Over four and a half years ago, blogtrack.com went live. It’s hard to believe that is has been that long. It originally ran on a Dell P-III Poweredge server that I had leftover from another project I was working on.
At the time it felt like we were on to something. Back then, blogs were starting to ping Dave‘s weblogs.com, but you were only allowed to grab the data once every hour. So on top of checking weblogs.com, we would go out, on demand, and take a digest of the site you wanted to scan. The algorithm was simple enough, we would request two copies of the site, one after the other, and would then run a DIFF on the two pages, which would effectively remove any random elements from the site (advertising, rotating quotes, etc), we would then boil the page down to a hash key, using some standard perl libraries. Blogtrack would then store that array and compare it to a previously-stored array, and if they were different, we knew the page had changed. At it’s height, blogtrack was incredibly popular (in my eyes), but in the end, it was neglected terribly.

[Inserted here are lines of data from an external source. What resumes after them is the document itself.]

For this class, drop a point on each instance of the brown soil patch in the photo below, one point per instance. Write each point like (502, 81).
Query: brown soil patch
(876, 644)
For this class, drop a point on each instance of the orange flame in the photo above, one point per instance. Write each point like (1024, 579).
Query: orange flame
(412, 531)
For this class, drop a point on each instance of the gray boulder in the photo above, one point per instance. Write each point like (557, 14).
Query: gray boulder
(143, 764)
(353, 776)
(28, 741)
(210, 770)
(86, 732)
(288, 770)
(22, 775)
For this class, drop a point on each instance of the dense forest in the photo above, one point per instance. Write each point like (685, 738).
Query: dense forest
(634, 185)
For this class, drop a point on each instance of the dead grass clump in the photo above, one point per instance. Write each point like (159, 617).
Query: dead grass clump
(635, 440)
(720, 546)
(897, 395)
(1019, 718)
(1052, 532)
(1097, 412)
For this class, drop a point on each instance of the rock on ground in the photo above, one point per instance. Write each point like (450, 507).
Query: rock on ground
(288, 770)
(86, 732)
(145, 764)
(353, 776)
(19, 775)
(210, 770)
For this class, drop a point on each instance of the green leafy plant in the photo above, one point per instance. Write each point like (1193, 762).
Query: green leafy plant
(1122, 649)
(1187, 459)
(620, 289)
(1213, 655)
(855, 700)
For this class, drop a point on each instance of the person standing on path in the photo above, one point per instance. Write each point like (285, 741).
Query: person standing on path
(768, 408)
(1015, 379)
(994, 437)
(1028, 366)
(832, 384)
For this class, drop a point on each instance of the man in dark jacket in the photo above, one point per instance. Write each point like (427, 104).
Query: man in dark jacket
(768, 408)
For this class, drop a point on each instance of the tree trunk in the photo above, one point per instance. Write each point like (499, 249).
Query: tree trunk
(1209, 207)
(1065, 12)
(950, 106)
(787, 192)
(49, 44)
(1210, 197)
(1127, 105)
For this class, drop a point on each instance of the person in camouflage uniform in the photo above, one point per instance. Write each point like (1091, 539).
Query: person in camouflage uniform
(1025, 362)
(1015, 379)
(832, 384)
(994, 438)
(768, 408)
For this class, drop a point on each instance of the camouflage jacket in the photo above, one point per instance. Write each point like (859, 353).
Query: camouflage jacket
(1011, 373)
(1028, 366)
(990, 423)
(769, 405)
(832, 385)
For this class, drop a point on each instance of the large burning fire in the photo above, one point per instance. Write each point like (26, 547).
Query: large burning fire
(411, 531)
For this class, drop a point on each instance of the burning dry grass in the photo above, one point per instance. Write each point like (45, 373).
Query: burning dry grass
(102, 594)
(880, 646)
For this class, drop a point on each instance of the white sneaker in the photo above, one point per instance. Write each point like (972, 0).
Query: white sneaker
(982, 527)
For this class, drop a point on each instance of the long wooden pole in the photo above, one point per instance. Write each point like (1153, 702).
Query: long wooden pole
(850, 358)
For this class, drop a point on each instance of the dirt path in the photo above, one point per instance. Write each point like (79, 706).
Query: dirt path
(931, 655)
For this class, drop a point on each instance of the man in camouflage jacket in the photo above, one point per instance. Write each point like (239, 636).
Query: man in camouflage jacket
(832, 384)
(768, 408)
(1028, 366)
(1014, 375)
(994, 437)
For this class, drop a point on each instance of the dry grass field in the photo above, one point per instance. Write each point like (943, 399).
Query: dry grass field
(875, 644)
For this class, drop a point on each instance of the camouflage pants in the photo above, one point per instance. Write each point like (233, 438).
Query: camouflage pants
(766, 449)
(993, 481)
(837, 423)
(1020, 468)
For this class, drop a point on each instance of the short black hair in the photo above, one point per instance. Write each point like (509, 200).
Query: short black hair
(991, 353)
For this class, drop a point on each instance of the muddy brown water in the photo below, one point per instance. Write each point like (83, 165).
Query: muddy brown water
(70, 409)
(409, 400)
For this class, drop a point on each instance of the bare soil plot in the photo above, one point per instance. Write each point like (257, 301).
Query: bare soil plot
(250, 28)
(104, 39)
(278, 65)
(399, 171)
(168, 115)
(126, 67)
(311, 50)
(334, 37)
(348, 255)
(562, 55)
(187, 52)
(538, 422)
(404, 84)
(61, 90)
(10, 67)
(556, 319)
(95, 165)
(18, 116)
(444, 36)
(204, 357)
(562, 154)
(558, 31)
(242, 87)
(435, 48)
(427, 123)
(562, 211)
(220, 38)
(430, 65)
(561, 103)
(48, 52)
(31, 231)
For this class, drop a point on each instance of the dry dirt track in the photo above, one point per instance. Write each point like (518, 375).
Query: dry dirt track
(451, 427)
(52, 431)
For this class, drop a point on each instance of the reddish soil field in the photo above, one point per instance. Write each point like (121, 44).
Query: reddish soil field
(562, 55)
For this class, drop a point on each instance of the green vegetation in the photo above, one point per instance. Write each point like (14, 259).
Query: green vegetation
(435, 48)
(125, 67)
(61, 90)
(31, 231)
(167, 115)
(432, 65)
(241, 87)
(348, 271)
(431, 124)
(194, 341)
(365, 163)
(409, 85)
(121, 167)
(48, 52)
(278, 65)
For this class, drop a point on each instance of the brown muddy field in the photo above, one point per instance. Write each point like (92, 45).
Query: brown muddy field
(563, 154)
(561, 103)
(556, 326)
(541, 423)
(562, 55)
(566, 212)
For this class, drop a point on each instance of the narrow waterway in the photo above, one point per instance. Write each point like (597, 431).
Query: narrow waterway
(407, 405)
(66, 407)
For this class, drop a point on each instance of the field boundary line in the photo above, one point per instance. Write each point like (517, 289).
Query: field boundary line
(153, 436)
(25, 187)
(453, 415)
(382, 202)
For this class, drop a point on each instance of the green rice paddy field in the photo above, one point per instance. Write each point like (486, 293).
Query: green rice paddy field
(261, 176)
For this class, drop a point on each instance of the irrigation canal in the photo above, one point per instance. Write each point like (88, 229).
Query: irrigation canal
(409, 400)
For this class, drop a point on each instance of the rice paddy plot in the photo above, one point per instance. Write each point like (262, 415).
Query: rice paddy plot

Later on I changed the digest algorithms and we could do interesting things like identifying what content had changed, or tracking content as it began to show up on multiple sites, similar to tailrank now.
Almost six months prior to the launch of Bloglines.com, we had a fantastic working demo of an application that can only be described as “just like bloglines” at the time, but we let it slide as we got excited about other projects, namely instigating a blogging platform for universities and enterprises.
That was a lot of fun.